А тогда мало кто до конца понимал, что происходит. С тревогой вслушивались в очередное сообщение: с нового, 1992 года вводятся свободные цены на все продукты и товары народного потребления. Зарплата будет выда ваться частично советскими рублями, частично – многоразовыми купонами, своеобразными заменителями украинской валюты. Женщины вздыхали:
– Теперь до Нового года ничего не купишь! Всё припрячут!
Так и случилось. Последний рабочий день 1991-го года подходил к концу. Стемнело. Приехав в центр города, я отправился бродить по магазинам в надежде купить хоть какой-нибудь колбасы, – дома было хоть шаром покати.

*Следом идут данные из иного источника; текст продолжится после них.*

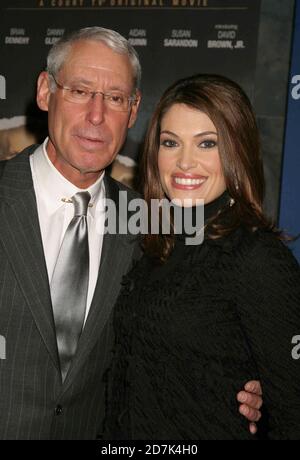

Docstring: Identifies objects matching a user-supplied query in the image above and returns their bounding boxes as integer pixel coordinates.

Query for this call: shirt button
[55,404,62,415]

Сквозь ярко освещённые витрины многочисленных магазинов виднелись пустые полки и прилавки, возле которых скучали одинокие продавцы. В сочетании с этой пустотой неоновый свет витрин казался каким-то зловещим. Сознание отказывалось это принимать! Нет ни войны, ни эпидемии чумы, ни какого-либо ещё катаклизма! Вот так, – ни с того, ни с сего, – разруха и запустение!
Подходя к большому гастроному под названием «Диетический», я ещё издали заметил огромную очередь, вытянувшуюся до самого угла. Очередь была именно за колбасой, так что пришлось стать. Двигалась очередь медленно, то и дело по ней проносились слухи о том, что колбасы на всех не хватит. Подбежала полная женщина средних лет, суетливая и взволнованная, в съехавшей на бок меховой шапке.

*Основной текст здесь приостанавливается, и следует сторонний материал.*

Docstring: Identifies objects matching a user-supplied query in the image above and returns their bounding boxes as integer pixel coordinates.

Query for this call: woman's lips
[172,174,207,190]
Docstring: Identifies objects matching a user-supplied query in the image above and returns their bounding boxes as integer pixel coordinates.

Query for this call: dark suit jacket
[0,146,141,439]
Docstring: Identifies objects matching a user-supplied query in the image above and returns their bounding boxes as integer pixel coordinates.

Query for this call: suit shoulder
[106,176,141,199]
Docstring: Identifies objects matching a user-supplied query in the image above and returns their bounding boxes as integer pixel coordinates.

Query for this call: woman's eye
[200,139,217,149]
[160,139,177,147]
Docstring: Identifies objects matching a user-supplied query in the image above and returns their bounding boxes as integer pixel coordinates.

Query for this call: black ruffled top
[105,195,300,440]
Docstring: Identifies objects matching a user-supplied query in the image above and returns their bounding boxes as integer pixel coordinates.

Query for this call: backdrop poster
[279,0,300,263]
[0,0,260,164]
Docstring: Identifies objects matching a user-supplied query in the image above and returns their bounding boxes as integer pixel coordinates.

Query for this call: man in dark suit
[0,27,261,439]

– Я здесь занимала очередь! Вот за этим мужчиной! Он может подтвердить!… Что там говорят?! Хватит колбасы?!… Ну, ладно, вы стойте, а я побегу! Я ещё в другой очереди стою, за конфетами!…
– А какие конфеты? – спросил я.
Женщина уставилась на меня, как на идиота.
– Ну, конфеты! В бумажках! Что вы, не знаете?!
– Я понимаю, что в бумажках. Как называются?
– Не знаю…- пожала плечами женщина.- Да какая разница?! Главное, что конфеты! В бумажках!…
И она помчалась за вожделенными конфетами, не тратя больше времени на пустые разговоры.
Тогда меня очень позабавила эта женщина. «В бумажках! А какие же они ещё могут быть?» – думал я наивно. Я и не предполагал тогда, что конфеты могут быть и без бумажек. Месяц спустя я в обеденный перерыв в гастрономе под названием «Темп» отстоял очередь за карамельками. Конфеты были, очевидно, прямо с фабрики. Они не успели ещё толком затвердеть и сладко пахли на весь магазин. Тем более, что были без обёрток.
– Действительно, зачем морочить голову с этими обёртками?! – рассуждали люди в очереди.- Только деньги тратить на бумагу и типографию! Вот так правильно: быстро сделали – и в продажу, быстро купили и съели!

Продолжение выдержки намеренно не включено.